A mixture of 5.0 g of Ar and 10.0 g Ne have a total pressure of 2.6 bar. What is the partial pressure of Ar?
m(Ar) = 5.0g , M(Ar) = 39.95g/mol
m(Ne) =10.0g , M(Ne) = 20.18g/mol
n(Ar) = 5.0g/39.95g/mol = 0.125 mol
n(Ne) = 10.0g/20.18g/mol = 0.496 mol
N(total) = 0.125 mol + 0.496 mol = 0.621 mol
X(Ar) = n(Ar)/n(total) = 0.201 %
P(Ar) = X(Ar) * P(total) = (0.201)(2.6 bar) = 0.52 bar
Is my answer right for the given question, also is there a faster way of doing a question like this?

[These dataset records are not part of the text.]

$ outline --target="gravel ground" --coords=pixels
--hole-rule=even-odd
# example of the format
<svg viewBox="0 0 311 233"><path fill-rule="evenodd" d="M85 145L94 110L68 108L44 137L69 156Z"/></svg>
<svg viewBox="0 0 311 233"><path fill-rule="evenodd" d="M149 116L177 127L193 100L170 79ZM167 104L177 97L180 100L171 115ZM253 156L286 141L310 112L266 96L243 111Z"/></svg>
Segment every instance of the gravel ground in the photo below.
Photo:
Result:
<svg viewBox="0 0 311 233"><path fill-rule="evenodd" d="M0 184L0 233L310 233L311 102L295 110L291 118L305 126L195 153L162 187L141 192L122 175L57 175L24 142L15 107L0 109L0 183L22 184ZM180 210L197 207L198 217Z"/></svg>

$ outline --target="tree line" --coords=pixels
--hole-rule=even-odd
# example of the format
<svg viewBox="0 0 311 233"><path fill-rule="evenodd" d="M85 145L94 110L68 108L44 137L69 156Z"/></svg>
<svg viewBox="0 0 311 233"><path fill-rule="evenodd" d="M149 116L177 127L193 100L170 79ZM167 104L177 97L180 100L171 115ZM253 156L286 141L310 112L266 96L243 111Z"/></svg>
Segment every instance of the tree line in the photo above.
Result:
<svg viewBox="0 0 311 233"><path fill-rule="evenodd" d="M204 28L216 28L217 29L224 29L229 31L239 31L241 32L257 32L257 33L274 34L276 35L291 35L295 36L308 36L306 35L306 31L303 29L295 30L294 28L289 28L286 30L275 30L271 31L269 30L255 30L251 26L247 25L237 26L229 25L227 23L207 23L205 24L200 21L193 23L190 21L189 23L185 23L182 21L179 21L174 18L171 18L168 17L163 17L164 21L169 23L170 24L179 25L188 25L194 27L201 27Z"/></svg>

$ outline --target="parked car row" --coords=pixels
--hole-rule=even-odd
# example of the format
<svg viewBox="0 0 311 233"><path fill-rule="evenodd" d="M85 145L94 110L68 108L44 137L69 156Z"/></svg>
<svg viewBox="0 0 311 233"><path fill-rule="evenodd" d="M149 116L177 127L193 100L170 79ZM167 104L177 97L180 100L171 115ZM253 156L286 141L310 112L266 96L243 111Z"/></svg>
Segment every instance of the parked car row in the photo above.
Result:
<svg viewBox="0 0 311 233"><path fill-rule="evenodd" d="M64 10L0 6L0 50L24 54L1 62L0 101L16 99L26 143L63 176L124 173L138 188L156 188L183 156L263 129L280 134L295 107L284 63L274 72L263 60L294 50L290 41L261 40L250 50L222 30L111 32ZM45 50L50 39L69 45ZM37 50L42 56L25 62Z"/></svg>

A gas mixture consists of H2, O2, and Ar, where the mole fraction of H2 is 0.35 and the mole fraction of O2 is 0.45. If the mixture is at STP in a 3.0 L container, how many molecules of Ar are present?
For this given question I'm confused onto how to do it. I understand that the total mole fraction must equal to 1, so Ar has the mole fraction of 0.20, but after that I'm confused. Also pressure is 1 bar for STP.
2 answers
X(Ar) = n(Ar)/n(total) = 0.201 %
X(Ar) = 0.201. It isn't a percent until multiplied by 100.
I didn't have time to look at the second problem.